The builder b screamed at them to stop but they did not stop. They whooshed through and scattered them, knocking the injured cyclist back on to the ground where he bashed himself half to bits again.
He lay in a dazed heap, quite obviously seriously concussed.
The five cyclists sped away, as they do, and the BB had to carry the injured man into the stable yard where he called for an ambulance.
As he did so, the other cyclist, coming out of his shocked state, began to speak. And the first words he spoke were: ‘The speed bumps on this road aren’t clearly marked.’
The speed bumps are, as a matter of fact, very clearly marked with reflectors on posts.
So the BB said: ‘Now listen here. I wasn’t going to say anything because you’ve clearly had a terrible accident. But you are trespassing on a private farm. This is a footpath and you should not be down here on bikes.’
And the cyclist argued, as they do. So the BB ignored him and went through a very long-winded 999 call, then texted me.
I was with my horses and only saw the message 45 minutes later.
I rushed to the scene with latex gloves, sanitiser and vet wrap to find the ambulance had just arrived, after an hour.
And as they loaded the bleeding trespasser into the back, we heard sirens and another ambulance came down the driveway. Then another. Then another. Then another.
This was when the builder boyfriend started telling me about the 999 call which, according to his satirical version, went something like this:
‘Listen to me, I need an ambulance!’
‘You want Liberace’s back catalogue? No, this is the hero ambulance service. We do ambulances, dear, as long as you clap. Only we are quite busy at the moment. I’ve got my eye on a few things on Amazon.’
‘Please help! There’s a man bleeding from a head wound on a farm track.’
‘What’s his date of birth, luvvie?’
‘I don’t know, he’s a stranger. I never met him till he fell off his bike into my mate’s hay field.’

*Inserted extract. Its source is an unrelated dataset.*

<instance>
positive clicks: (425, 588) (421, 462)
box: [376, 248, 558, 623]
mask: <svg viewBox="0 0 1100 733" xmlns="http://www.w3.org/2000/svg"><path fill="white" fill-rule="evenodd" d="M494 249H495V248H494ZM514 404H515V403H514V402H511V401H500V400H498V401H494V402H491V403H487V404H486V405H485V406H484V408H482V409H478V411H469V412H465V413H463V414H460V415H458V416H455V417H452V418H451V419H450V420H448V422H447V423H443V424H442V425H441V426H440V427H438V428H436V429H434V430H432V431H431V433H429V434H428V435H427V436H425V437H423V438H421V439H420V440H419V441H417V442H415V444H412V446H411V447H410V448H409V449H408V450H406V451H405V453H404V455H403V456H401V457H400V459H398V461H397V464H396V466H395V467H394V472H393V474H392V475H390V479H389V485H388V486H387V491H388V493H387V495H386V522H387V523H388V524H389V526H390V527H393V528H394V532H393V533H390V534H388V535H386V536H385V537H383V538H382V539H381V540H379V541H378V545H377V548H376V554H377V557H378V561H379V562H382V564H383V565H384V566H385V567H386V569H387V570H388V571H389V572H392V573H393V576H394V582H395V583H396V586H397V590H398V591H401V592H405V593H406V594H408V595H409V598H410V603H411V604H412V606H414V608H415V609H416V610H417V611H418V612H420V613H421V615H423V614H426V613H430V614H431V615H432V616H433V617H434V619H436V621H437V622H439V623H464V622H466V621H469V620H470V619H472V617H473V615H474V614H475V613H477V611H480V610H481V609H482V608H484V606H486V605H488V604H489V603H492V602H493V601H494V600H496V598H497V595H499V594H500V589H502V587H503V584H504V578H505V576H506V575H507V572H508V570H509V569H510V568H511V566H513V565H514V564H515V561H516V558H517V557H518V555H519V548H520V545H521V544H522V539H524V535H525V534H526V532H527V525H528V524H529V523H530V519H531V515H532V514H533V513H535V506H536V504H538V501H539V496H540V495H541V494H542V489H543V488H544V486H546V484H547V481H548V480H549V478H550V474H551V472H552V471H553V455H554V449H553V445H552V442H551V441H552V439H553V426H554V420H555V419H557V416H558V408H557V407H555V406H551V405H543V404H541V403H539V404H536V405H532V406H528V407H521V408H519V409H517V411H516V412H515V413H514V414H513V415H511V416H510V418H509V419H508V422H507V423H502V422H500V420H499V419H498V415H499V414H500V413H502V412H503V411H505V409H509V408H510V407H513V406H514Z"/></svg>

‘All right, all right, no need to be abusive… just logging this into the system… Now, is he missing any limbs?’
‘Please listen! A man has fallen off a bike and hit his head. He’s pouring with blood and seems concussed.’

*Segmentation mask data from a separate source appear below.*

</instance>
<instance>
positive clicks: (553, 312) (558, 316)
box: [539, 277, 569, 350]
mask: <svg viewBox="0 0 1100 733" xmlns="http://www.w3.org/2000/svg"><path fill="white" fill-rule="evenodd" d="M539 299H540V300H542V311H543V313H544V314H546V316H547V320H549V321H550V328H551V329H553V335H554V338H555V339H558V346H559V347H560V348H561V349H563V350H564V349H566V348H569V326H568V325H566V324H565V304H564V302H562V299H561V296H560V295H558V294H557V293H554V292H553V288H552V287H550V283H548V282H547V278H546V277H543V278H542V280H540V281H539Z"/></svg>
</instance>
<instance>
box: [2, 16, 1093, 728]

‘You don’t want to make a fuss? Well, you shouldn’t have called 999 then.’
‘Please, just send an ambulance!’
‘You want to order lunch? I’ve told you, it’s not appropriate…’
And on it went in this vein, although naturally the BB was embellishing — she wasn’t on Amazon — but you get the gist of it. Slowness and confusion prevailed.
And that was how we went from no ambulance to five ambulances for the bleeding trespasser. Several of the ambulances were from the south coast, 50 miles away, and one of them was a ‘resilience unit’.
The outrageous expense to the taxpayer must have shamed the uninjured cyclist into a change of heart, for he turned to us and said: ‘You’re right. We shouldn’t have been here. I’m sorry.’
That may be the only time I hear a cyclist say that word so I’m making the most of it.